# gold will not precipitate



## angel0o (May 24, 2014)

hi, im new to recovering gold, I read, watch videos, get the acids and safety gear. I got my hands to nitric acid 42 Be 68%, hydrochloric acid 20 Be 32%. I separate gold pins from CPUs and cell phones as cleaned as possible, in a glass coffee containet with the gold pins I added nitric acid 42 Be 68%, I waited until there was no more reaction, collected the remaining gold flakes with a filter wash it with purified water, in a clean glass container with the gold flakes filtered and clean as possible I added 
aqua regia one part nitric acid, three parts hydrochloric acid, I let it react overnight, then I will add urea to neutralize the nitric acid until there is not more reaction, I added purified water and then when I add sodium sulfite, it starts foaming and a red orange foam starts forming but it disolves into the solution again, then I'll add more sodium sulfite and I get the same reaction, red and white foam, I followed the same directions as it's described and I get the same reaction, what I noticed the nitric acid changed to yellowish color, I used stannous chloride to detect gold and I get a light purple color in a cotton swab, this is my firs post and my first fail in gold refining, any help will he greatly appreciated. by the way, im a cell phone and computer tech and I love to collect stones and gold and silver and other precious metals, im aware of the money currency and from time to time read about the money market.


----------



## butcher (May 24, 2014)

angel0o,
Welcome to the forum.

You have made the same mistake most of us have, before we found this forum, (and spent many hours to learn this science of how to properly recover and refine precious metals).

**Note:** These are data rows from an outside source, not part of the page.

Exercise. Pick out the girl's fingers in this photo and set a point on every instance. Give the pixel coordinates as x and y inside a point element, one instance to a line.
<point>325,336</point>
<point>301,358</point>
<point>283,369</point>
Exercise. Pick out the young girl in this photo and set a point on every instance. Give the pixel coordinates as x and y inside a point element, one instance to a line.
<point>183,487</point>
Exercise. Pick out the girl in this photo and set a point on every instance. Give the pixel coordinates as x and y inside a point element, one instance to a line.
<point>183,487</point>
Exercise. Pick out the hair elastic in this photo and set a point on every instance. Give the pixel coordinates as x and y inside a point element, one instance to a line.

It sounds like you found a little information on recovery and refining, and believe this science is easy, all you had to do is follow a few simple instructions and the chemistry experiment would give you back your gold.

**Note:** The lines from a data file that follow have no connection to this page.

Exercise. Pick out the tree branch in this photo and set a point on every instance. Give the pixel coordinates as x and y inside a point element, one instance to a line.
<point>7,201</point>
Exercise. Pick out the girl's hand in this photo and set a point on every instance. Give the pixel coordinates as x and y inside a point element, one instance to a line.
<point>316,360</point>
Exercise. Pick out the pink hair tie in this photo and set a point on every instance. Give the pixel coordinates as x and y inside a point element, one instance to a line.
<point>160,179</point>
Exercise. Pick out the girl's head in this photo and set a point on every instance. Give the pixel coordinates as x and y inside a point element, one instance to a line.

You most likely have way too much nitric acid, and by now I suspect way too many other chemicals, and contaminates involved, trying to recover your gold from this batch can be done several ways, I think the easiest for you at this point is to cement the values with copper, rinse and dry the powders recovered, and store them in a glass jar and label them, so you know what the jar may contain when you are ready to recover and refine the values.

First on the list of things to study is dealing with waste found in the safety section.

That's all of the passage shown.